Dès le départ du projet c’était ma vision et c’est ce qui était souhaité par la direction et cela l’est toujours aujourd’hui. 

L’Euro a montré aux équipes inférieures qu’il était possible de faire un résultat contre des équipes supérieures en constatant l’amélioration du niveau athlétique et tactique des joueuses, donnant plus de corps à leurs qualités d’obstination.

Lesféminines.fr L’Euro ? Quelque chose de nouveau sur le plan tactique. L’Autriche 24è FIFA en demi-finale de l’Euro, ce n’est pas possible que les autres n’aient pas compris qu’il y ait quelque chose à faire.

« Je vais m’aventure dans un domaine que je n’aime pas qui est comparer les hommes et les femmes mais il est clair que sur le plan morphologique et physiologique, les filles sautent moins haut, courent moins vite et donc pour contourner un bloc, c’est un petit peu compliqué. En toute modestie, c’est ce que l’on a essaye de produire la saison dernière en mettant en place un bloc compact. »

L’originalité et la différence que développe Christophe Parra, c’est une exigence de réflexion de la part des joueuses dans une situation vécue lors d’un match. « Les joueurs ne sont pas là seulement pour courir mais aussi pour réfléchir et arriver à construire une toile d’araignée quand tu n’as pas le ballon. On a réussi à battre le PSG qui a fini la saison avec une finale de la LDC et perdre seulement 1-0 chez eux. On a joué Samedi Barcelone et on a fait 0-0, face à une équipe demi-finaliste de la LDC. En travaillant et en amenant la joueuse à réfléchir et à travailler régulièrement. On peut arriver à bloquer les espaces pour compenser la différence de niveau. »

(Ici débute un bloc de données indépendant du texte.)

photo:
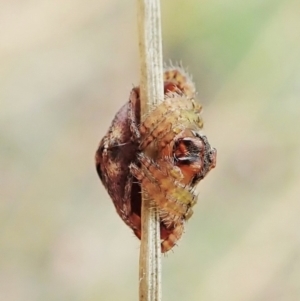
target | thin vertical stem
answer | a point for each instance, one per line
(151, 92)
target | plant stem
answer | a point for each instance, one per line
(151, 92)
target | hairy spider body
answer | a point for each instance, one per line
(181, 158)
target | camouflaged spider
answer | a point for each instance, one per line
(183, 157)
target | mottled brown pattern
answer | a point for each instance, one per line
(181, 157)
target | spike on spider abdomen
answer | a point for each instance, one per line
(182, 157)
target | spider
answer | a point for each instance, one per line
(182, 157)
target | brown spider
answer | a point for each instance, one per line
(182, 157)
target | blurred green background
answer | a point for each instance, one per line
(65, 69)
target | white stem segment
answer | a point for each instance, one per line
(151, 92)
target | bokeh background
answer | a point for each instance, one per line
(65, 69)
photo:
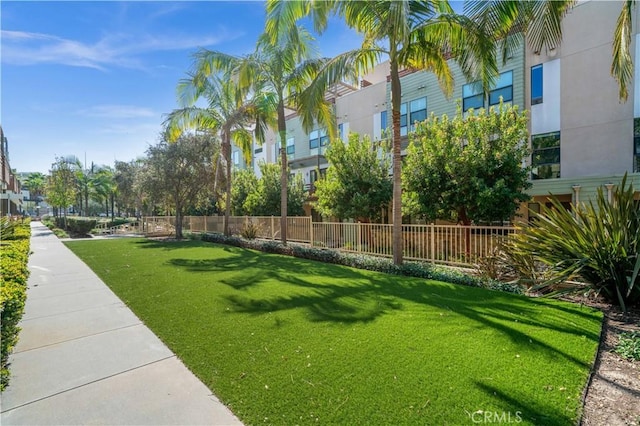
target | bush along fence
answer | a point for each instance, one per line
(14, 255)
(444, 244)
(364, 261)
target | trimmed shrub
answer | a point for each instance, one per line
(13, 293)
(370, 263)
(77, 227)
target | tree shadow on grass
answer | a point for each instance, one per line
(352, 295)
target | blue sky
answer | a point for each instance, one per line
(94, 79)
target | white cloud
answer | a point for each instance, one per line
(113, 50)
(117, 111)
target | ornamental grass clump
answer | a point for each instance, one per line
(593, 248)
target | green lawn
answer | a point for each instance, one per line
(287, 341)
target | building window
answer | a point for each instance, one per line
(536, 85)
(503, 88)
(324, 139)
(545, 156)
(403, 119)
(418, 111)
(472, 96)
(314, 139)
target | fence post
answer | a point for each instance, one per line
(433, 242)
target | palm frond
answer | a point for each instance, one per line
(622, 64)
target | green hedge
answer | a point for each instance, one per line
(77, 227)
(14, 255)
(371, 263)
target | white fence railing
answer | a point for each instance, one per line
(447, 244)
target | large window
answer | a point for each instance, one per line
(403, 119)
(536, 85)
(502, 88)
(324, 138)
(418, 111)
(545, 156)
(318, 138)
(472, 96)
(314, 139)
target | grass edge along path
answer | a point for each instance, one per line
(282, 340)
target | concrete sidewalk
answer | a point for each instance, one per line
(85, 358)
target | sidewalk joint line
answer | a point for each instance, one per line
(88, 383)
(80, 338)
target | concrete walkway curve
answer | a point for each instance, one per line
(84, 358)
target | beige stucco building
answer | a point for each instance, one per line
(582, 135)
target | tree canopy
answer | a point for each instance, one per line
(468, 169)
(357, 184)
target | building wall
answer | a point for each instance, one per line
(581, 101)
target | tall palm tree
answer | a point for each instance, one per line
(231, 112)
(281, 66)
(36, 183)
(539, 21)
(410, 34)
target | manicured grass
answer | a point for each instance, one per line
(288, 341)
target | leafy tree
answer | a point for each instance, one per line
(281, 66)
(357, 184)
(231, 111)
(177, 173)
(265, 199)
(125, 176)
(104, 187)
(420, 35)
(36, 183)
(245, 182)
(468, 168)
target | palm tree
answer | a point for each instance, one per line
(540, 22)
(411, 34)
(281, 66)
(231, 112)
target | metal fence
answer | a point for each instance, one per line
(446, 244)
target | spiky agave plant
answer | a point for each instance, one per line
(595, 246)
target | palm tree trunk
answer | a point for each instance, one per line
(227, 157)
(397, 164)
(284, 177)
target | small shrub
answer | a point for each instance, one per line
(370, 263)
(14, 256)
(628, 346)
(597, 244)
(250, 231)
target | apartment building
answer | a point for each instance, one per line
(11, 196)
(582, 135)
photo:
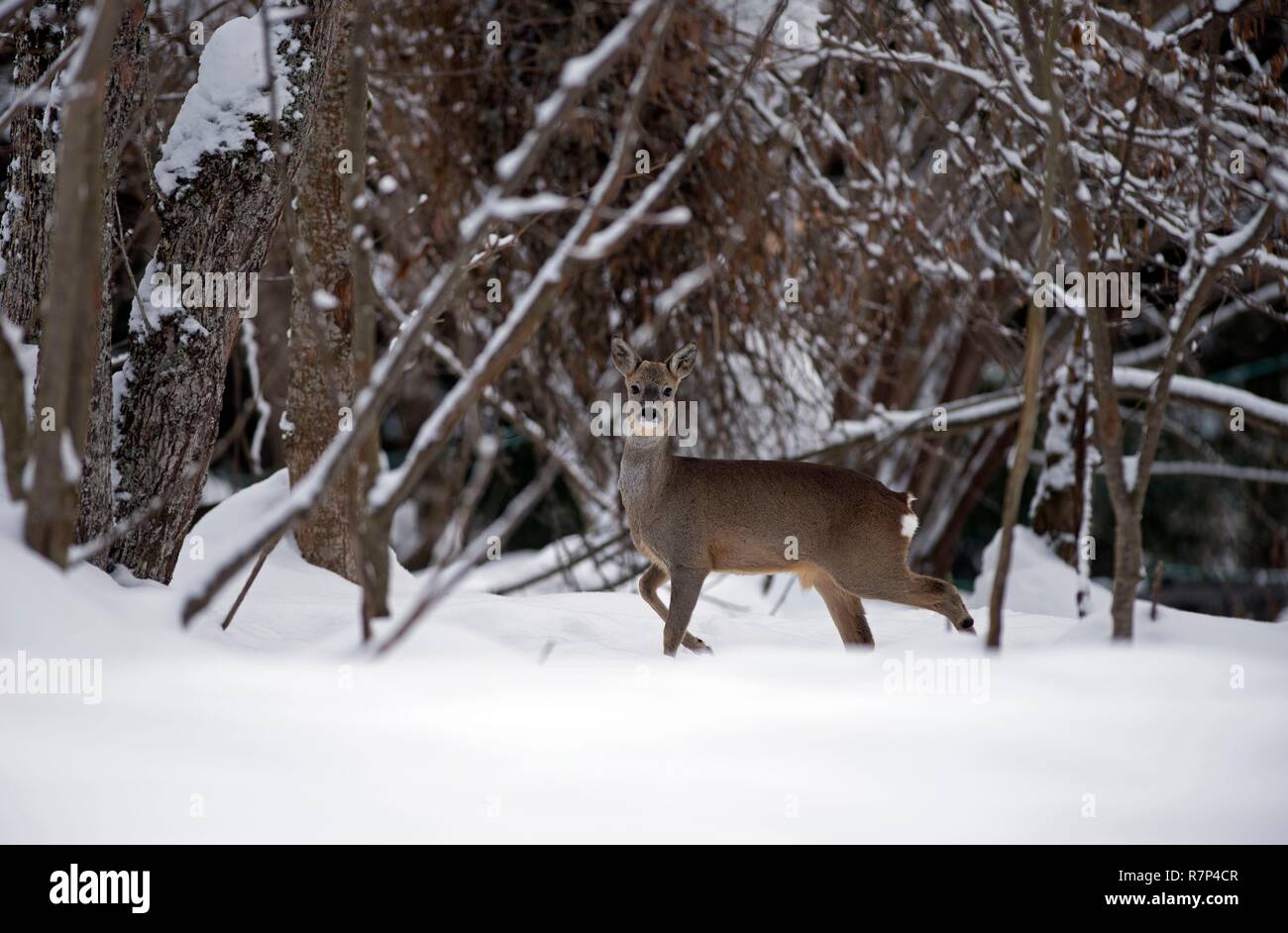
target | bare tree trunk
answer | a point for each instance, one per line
(71, 304)
(30, 200)
(1057, 503)
(127, 84)
(373, 550)
(13, 412)
(322, 315)
(218, 222)
(1034, 338)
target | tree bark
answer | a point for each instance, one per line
(71, 304)
(128, 77)
(218, 222)
(30, 200)
(322, 317)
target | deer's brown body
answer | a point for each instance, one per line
(840, 532)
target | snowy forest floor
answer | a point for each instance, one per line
(554, 717)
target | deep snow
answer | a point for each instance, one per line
(554, 717)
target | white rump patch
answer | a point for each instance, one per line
(910, 521)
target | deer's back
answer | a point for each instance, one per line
(765, 516)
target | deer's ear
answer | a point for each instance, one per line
(682, 362)
(623, 357)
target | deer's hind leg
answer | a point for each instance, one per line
(911, 589)
(649, 581)
(846, 610)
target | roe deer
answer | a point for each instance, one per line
(840, 532)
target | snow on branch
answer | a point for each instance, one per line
(433, 301)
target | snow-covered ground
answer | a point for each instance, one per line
(555, 717)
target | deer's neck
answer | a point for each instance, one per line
(645, 466)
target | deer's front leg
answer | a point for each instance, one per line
(686, 588)
(649, 581)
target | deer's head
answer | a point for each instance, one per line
(652, 386)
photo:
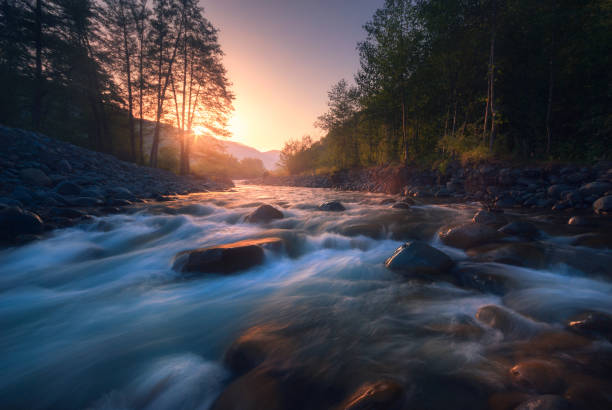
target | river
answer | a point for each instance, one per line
(94, 316)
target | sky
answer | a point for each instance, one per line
(282, 57)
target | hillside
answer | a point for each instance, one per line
(240, 151)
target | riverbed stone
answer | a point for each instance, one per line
(468, 235)
(603, 205)
(332, 206)
(227, 258)
(486, 217)
(384, 394)
(15, 221)
(254, 347)
(526, 254)
(418, 257)
(34, 177)
(545, 402)
(539, 376)
(509, 323)
(522, 229)
(257, 390)
(592, 324)
(264, 213)
(68, 188)
(596, 188)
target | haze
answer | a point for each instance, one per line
(282, 57)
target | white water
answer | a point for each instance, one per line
(94, 316)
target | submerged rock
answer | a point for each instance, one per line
(593, 324)
(257, 390)
(539, 376)
(332, 206)
(529, 255)
(34, 176)
(603, 205)
(264, 213)
(507, 322)
(255, 346)
(15, 221)
(495, 219)
(545, 402)
(468, 235)
(228, 258)
(418, 257)
(379, 395)
(520, 228)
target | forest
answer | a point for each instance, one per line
(447, 80)
(117, 76)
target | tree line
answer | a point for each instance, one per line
(443, 80)
(111, 74)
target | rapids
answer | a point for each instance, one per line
(94, 316)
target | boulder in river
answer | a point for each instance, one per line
(511, 324)
(34, 176)
(579, 221)
(418, 257)
(596, 188)
(593, 324)
(603, 205)
(539, 376)
(225, 259)
(15, 221)
(332, 206)
(522, 229)
(68, 188)
(257, 390)
(264, 213)
(545, 402)
(495, 219)
(468, 235)
(254, 347)
(383, 394)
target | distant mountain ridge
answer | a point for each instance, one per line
(240, 151)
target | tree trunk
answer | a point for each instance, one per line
(38, 91)
(550, 100)
(128, 71)
(492, 78)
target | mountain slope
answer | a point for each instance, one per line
(240, 151)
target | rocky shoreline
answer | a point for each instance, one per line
(570, 188)
(47, 184)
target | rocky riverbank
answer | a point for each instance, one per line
(569, 188)
(46, 184)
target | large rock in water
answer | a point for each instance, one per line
(418, 257)
(332, 206)
(522, 229)
(603, 205)
(468, 235)
(372, 396)
(16, 221)
(225, 259)
(34, 176)
(495, 219)
(264, 213)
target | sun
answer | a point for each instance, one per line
(237, 127)
(198, 131)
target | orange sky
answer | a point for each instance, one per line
(282, 56)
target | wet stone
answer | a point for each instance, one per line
(265, 213)
(468, 235)
(381, 395)
(332, 206)
(418, 257)
(225, 259)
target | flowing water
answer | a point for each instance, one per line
(94, 316)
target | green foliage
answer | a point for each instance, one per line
(424, 81)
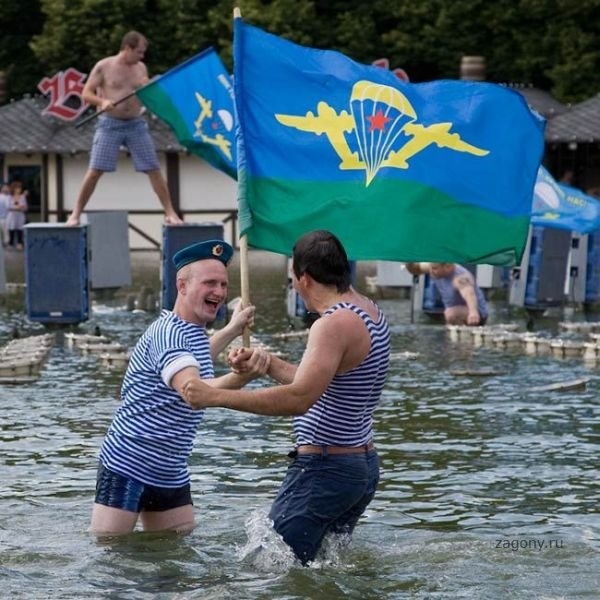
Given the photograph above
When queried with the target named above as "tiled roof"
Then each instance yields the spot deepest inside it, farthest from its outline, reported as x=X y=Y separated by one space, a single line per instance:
x=23 y=129
x=581 y=123
x=542 y=102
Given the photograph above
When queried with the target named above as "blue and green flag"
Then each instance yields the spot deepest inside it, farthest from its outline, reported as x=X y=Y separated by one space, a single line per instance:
x=440 y=171
x=196 y=99
x=560 y=206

L’Olympique de Marseille va donc essayer de tenir cette réflexion dans le jeu. « C’est important d’être bien en place avec un projet de jeu à la fois offensif et défensif. On a vu des équipes biens organisées, qui réfléchissent et qui psychologiquement sont motivées et ont envie de se dépasser pour arriver à compenser des équipes qui étaient meilleures sur le papier. Il faut amener les filles à réfléchir et à compenser le projet de jeu. »

Reste une dernière question. Quelle sera la place de l’OM cette saison ?

« Le but l’an dernier, c’était de laisser deux équipes derrière et cette année, ce sera exactement la même chose. Quelle réflexion va t on apporter pour permettre au groupe de progresser car on va avoir un championnat plus serré que la saison dernière et comme je le disais, le groupe est jeune, voire très jeune. Notre ambition c’est d’essayer d’amener ce groupe au meilleur niveau de l’élite française. »

Terminant par une communication typique d’un club professionnel masculin. « Le but du jeu c’est de de se maintenir tout en développant la promotion du football féminin de l’OM. »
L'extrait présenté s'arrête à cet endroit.